Same-store sales came in surprisingly strong in May, jumping 3.0 percent. That was less than April's gain of 3.6 percent, but most observers had attributed April's strong numbers to the Easter shift and so it was viewed with caution. So May's surge is being seen as a more legitimate sign of strength.
Margaret Brennan has a good rundown of the results, including video, over at Retail Detail. However, one of the factors that's really helping retailers is the inflation in food and fuel costs. So, in some instances, consumers are spending more because they have to, not because they feel more confident or are increasing discretionary spending.
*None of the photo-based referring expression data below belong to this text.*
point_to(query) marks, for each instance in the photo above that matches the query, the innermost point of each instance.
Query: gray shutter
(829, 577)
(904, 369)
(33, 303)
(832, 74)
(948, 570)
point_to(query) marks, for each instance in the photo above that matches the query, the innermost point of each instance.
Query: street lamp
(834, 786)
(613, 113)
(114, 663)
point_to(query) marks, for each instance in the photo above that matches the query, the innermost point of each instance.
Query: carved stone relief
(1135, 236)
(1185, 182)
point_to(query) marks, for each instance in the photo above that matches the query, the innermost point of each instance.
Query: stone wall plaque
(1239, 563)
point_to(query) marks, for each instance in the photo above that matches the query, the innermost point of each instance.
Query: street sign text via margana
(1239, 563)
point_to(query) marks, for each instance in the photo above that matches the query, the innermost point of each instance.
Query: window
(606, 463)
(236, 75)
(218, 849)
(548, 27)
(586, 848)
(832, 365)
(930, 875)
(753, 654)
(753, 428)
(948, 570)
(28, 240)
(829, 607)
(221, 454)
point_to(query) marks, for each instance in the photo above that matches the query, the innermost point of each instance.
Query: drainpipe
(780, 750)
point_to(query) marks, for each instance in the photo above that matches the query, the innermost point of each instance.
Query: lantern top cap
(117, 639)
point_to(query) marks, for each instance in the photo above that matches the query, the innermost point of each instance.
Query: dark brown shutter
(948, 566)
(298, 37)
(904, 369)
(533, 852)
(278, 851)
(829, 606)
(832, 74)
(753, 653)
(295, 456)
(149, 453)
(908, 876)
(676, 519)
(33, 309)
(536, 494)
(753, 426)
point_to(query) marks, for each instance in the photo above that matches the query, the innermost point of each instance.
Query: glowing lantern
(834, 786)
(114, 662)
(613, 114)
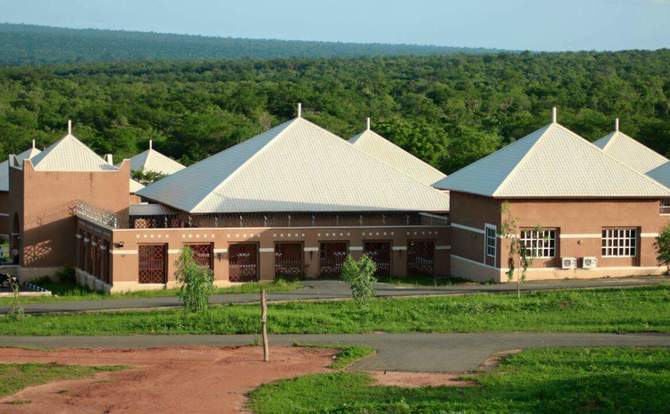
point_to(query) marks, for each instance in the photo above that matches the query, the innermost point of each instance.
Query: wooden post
(264, 326)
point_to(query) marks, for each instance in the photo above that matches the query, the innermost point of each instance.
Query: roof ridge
(388, 141)
(613, 136)
(525, 156)
(626, 166)
(375, 159)
(246, 162)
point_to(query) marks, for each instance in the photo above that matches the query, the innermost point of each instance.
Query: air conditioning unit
(568, 263)
(589, 262)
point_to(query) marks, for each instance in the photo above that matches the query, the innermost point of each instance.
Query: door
(243, 262)
(203, 254)
(153, 263)
(332, 256)
(420, 257)
(288, 259)
(380, 253)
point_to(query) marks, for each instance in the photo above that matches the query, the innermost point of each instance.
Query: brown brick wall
(43, 202)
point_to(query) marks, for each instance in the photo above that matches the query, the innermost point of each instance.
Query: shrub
(196, 283)
(360, 274)
(663, 247)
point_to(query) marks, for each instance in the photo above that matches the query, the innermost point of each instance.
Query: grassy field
(14, 377)
(550, 380)
(66, 289)
(644, 309)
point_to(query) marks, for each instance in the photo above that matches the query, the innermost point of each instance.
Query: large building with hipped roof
(296, 200)
(578, 210)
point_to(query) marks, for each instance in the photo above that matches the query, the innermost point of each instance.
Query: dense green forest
(28, 44)
(448, 110)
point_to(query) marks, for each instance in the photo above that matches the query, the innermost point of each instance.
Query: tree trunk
(264, 326)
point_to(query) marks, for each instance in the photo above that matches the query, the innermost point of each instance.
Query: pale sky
(505, 24)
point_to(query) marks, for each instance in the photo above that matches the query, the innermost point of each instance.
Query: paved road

Overall, 37 chain stores are in the index this month. According to ICSC, "strength in
wholesale clubs (4.6 percent ex fuel), drug stores (3.2 percent) and discounts (3.0 percent)" was at the heart of the gain. Apparel (-6.5 percent) and furniture (-2.7 percent) stores were the weakest sectors. Luxury department stores (4.1 percent) also posted strong results.
This all meshes with what retailers and owners have been saying recently. Grocers, discounters and wholesale clubs are weathering the economic headwinds and benefiting from food and fuel inflation. Meanwhile, sections of the luxury market are hanging in. Other sectors are having a rougher go.
ICSC's report can be downloaded here (m'shp rqd.)
In less encouraging news, unemployment jumped by the largest amount in one month in 22 years and now sits a 5.5 percent. Further, a new report says that Americans' net worth dropped by $1.7 trillion during the first quarter.